I have ASG 120 and ASG 220 v 7.509 in 2 offices connected via Site2Site VPN. There is a different domain behind each ASG. There is a 2 way Forest Wide Trust established between the 2 domain's AD.
Recently turned on SSO and HTTP/S Proxy profiles on the domain behind the ASG 120 (the 220 will follow soon) I have 2 AD groups, MereMortals and VIPS, with different filter items and all is working well.
Now I have some PC's at the 120 site that are joining the domain at the 220 site. So it seems that I need to add a 2nd domain to the SSO / Web Proxy config there. I found this kb article that is not very helpful: https://support.astaro.com/support/index.php/Authenticate_multiple_AD_domains_via_SSO
I already have the trust relationship set up, users at either site can access resources on the other domain's servers.
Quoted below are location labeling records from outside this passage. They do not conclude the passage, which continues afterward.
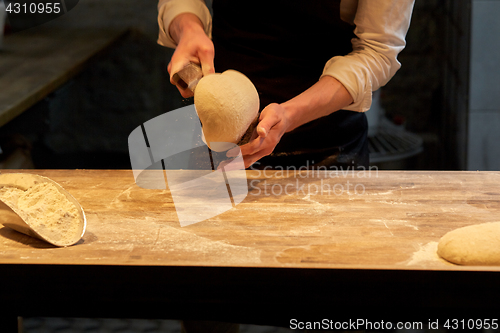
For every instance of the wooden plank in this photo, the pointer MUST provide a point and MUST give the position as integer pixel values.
(383, 220)
(36, 62)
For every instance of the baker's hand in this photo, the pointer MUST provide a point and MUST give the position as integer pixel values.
(193, 45)
(273, 123)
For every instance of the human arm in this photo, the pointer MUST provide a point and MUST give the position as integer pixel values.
(186, 26)
(347, 81)
(324, 97)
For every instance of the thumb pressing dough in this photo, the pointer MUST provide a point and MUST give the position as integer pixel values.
(227, 104)
(472, 245)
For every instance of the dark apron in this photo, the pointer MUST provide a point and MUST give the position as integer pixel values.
(282, 46)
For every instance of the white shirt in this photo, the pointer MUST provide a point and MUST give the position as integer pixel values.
(381, 27)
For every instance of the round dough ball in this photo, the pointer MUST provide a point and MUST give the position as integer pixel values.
(227, 104)
(472, 245)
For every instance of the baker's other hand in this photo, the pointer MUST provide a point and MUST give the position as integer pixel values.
(273, 123)
(193, 45)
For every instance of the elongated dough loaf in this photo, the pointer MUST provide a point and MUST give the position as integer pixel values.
(227, 104)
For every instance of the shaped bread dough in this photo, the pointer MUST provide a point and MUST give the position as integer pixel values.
(472, 245)
(47, 210)
(227, 104)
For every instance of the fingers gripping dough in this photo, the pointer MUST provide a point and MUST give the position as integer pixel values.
(227, 104)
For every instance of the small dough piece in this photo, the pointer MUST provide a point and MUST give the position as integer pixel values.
(227, 104)
(51, 213)
(472, 245)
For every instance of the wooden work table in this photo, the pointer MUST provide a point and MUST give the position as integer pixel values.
(373, 243)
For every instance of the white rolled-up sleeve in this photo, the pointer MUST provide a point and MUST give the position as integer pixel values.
(381, 28)
(169, 9)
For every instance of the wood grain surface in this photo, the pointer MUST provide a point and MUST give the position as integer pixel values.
(37, 61)
(309, 219)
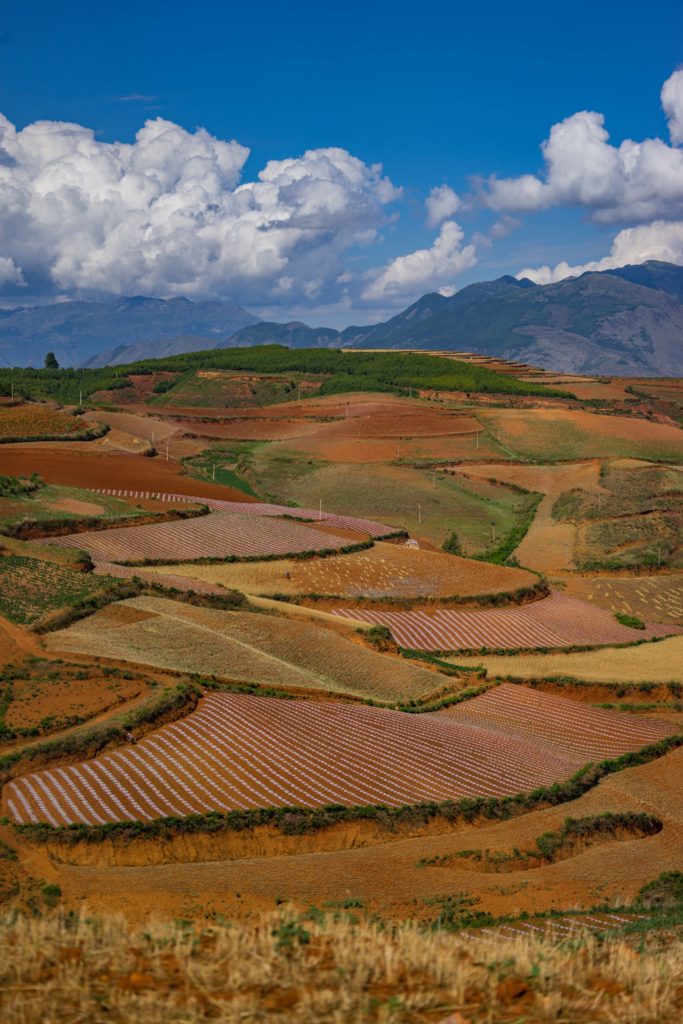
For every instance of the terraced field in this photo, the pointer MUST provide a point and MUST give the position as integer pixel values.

The trust is a 2 way Forest Trust, not a External Trust as mentioned in the link, but MS says the External Trust only needs to be used when a Forest Trust is not possible.
My confusion comes with setting up the User Authentication on the ASG. I can only have 1 domain and 1 authentication server on the SSO tab so how can I create user groups that authenticate to the other domain?
Do I just manually create a new group by keying in something like CN=MereMortals,OU=Users,DC=domain2,DC=com? There is no way to do a prefetch so do the users get created when they log on? What happens when the username is the same in both domains?
This thread was automatically locked due to age.